A demand loan for $\mathrm{\$}4600.45$ with interest at $4.8\mathrm{\%}$ compounded semi-annually is repaid after 9 years, 4 months. What is the amount of interest paid?
The amount of interest is $\mathrm{\$}◻$.
(Round the final answer to the nearest cent as needed. Round all intermediate values to six decimal places as needed.)

Step 1 ：Given a demand loan for $4600.45 with an interest rate of 4.8% compounded semi-annually, we are asked to find the amount of interest paid after 9 years and 4 months.

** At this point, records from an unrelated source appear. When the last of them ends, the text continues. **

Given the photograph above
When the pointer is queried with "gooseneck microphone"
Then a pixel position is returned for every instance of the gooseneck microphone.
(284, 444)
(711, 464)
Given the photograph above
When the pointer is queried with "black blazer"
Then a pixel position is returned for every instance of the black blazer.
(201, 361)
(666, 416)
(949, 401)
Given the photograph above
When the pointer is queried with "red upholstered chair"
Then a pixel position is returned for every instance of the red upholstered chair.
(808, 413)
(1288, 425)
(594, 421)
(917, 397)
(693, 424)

Step 2 ：We can calculate the total amount repaid after 9 years and 4 months using the formula for the future value of a loan with compound interest: $FV=P\ast (1+r/n{)}^{nt}$, where $FV$ is the future value of the loan, $P$ is the principal amount (the initial loan amount), $r$ is the annual interest rate (in decimal), $n$ is the number of times that interest is compounded per year, and $t$ is the time the money is invested for in years.

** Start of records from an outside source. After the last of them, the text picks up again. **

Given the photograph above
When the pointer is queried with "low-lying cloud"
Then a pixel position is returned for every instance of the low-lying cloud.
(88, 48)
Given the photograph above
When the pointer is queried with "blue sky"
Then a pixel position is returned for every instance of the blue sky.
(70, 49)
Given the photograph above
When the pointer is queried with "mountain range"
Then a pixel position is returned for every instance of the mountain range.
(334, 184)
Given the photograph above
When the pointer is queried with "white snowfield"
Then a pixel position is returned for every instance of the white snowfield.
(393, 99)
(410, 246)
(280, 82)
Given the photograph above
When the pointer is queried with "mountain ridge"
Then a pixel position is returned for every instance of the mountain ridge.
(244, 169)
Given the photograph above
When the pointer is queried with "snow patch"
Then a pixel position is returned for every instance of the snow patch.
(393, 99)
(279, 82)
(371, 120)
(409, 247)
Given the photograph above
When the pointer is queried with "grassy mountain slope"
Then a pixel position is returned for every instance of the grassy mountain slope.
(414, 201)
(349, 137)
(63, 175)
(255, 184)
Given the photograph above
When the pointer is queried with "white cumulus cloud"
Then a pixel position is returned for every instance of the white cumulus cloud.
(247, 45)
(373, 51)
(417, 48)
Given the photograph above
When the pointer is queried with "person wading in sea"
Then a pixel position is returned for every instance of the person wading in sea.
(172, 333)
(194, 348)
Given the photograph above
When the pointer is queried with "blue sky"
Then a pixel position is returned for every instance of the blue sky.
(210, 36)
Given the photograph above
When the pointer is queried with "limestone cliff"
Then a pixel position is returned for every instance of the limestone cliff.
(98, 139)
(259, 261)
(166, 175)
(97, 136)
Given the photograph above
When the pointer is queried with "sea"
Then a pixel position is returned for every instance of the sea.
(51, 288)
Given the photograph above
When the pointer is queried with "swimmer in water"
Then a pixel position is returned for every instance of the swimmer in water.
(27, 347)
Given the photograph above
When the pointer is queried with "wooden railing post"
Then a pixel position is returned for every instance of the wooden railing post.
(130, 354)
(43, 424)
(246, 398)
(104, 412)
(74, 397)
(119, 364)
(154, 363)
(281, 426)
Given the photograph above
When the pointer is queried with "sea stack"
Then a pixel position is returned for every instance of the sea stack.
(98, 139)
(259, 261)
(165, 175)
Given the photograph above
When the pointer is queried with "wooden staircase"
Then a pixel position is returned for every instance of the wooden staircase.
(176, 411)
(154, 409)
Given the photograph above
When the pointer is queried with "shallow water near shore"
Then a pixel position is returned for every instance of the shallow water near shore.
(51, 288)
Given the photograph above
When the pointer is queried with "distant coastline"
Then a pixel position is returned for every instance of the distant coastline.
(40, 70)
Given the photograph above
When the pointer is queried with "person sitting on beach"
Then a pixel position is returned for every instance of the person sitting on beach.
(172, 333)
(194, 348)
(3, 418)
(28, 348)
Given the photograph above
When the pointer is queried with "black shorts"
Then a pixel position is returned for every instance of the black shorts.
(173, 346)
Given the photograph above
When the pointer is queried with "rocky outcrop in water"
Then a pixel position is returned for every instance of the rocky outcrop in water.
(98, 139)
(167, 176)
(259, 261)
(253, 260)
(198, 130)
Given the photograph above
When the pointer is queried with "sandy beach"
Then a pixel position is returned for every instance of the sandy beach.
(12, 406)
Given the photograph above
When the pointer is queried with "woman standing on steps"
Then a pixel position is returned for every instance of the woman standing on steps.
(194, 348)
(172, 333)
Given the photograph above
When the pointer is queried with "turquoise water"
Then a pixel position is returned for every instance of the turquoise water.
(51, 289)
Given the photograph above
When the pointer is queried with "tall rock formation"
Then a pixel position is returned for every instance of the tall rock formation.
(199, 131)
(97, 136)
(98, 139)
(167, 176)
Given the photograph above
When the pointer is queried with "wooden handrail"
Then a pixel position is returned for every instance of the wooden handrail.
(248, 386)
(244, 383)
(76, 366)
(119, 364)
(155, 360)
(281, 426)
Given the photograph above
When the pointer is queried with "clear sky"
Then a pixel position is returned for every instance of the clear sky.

Step 3 ：In this case, $P=\mathrm{\$}4600.45$, $r=4.8/100=0.048$, $n=2$ (since interest is compounded semi-annually), and $t=9+4/12=9.333$ years.

Step 4 ：Substituting these values into the formula, we find that the future value of the loan is approximately $7162.53.

Step 5 ：We can then find the amount of interest paid by subtracting the principal amount from the future value, which gives us approximately $2562.08.

Step 6 ：Final Answer: The amount of interest paid is $\boxed{{\displaystyle \mathrm{\$}2562.08}}$.